At Mott I coached a kid in track who streaked at a Tigers game for the sake of YouTube views (give the kid some clicks here). That was the most gangsta thing I'd ever seen at a baseball game.
Up until last night.
I went to an 8u softball game for the Farm System kids and in the middle of the 6th inning, under the lights, with all the parents and siblings and coaches and players watching, some little 2 year-old girl ran into the dugout and stripped butt-ass naked. Not for the sake of YouTube subscribers, not for rebellion, and not even to go pee. It just seemed like the right thing to do at the time.

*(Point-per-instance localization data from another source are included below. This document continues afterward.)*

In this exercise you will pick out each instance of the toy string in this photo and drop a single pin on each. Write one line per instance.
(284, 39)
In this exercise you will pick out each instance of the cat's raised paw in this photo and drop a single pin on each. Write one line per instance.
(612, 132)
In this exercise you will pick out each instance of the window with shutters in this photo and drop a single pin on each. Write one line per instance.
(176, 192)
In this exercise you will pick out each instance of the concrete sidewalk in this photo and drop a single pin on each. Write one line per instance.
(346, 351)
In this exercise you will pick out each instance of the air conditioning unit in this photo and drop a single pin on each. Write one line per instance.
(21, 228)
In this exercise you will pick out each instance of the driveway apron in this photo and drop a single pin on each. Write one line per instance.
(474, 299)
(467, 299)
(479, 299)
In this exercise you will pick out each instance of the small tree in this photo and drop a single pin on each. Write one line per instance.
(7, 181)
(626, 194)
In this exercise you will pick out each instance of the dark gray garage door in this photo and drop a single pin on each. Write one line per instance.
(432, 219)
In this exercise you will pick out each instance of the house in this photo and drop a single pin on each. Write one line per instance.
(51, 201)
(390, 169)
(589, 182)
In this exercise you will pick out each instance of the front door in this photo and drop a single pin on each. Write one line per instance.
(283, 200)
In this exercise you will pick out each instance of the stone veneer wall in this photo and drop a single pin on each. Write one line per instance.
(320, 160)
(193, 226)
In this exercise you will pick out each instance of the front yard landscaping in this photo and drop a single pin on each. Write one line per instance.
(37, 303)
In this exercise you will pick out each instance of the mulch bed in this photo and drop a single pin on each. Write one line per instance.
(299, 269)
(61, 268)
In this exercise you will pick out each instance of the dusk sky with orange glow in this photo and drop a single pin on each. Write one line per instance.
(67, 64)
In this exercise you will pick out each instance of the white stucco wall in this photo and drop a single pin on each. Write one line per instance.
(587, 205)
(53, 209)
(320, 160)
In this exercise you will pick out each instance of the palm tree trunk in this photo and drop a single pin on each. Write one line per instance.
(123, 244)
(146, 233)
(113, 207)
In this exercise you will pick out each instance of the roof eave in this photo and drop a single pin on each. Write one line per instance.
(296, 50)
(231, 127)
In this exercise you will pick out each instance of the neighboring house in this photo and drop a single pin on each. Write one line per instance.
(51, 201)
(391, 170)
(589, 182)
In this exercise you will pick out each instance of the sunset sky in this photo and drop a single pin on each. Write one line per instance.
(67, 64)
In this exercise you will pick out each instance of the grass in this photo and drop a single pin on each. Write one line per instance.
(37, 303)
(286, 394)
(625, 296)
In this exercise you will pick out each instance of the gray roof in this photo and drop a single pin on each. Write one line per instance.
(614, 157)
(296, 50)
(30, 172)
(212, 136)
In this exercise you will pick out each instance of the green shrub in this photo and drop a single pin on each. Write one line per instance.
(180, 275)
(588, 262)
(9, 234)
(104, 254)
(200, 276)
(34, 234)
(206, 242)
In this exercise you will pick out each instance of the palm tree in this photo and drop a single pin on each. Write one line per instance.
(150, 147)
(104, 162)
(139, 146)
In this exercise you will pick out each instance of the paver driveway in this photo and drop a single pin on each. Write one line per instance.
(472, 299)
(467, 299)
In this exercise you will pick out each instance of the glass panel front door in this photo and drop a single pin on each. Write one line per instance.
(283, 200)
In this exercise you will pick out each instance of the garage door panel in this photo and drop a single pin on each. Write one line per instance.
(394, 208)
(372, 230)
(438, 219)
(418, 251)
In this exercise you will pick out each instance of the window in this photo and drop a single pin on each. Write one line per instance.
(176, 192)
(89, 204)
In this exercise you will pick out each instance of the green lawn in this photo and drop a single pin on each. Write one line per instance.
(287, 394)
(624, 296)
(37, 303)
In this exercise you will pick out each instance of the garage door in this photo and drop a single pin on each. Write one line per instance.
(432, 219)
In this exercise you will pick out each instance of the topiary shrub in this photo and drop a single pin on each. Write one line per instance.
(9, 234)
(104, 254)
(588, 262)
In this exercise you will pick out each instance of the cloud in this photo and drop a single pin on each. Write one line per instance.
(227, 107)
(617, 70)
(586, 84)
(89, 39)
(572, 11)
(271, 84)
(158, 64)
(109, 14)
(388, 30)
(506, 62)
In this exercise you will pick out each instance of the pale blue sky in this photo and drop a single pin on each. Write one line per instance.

Witnessed by everyone hereContrast that to our last basketball practice for the AAU season a few days earlier: we were dividing up teams of high school all-americans into shirts and skins; neither side wanted to take their shirts off.
...........
One of the things I learned from Andy Bernstein (creator of Avtive Insight) recently is that everyone is born with confidence; we sing out of tune at the top of our lungs, dance off-rhythm, try new things, fall, and, obviously, strip down naked without a care in the world...
... until someone says something.
In the little girl's case, her mom rushed into the dugout, face blushed, yelling random sentence fragments, and quickly pulled the clothes back on her daughter. From the mom's perspective, nobody else's kid was showing off their buttcheeks in the dugout; from the little girl's perspective, everyone's got buttcheeks even if they're not showing them off.
If you are lacking in confidence - either in general or in a specific area - instead of trying to artificially build it up with positive self talk and affirmations that have a limited shelf life, work to destroy beliefs than erode our confidence and challenge the voices those beliefs originated from. The more we can be like our 2 year-old selves, the more confident we'll be.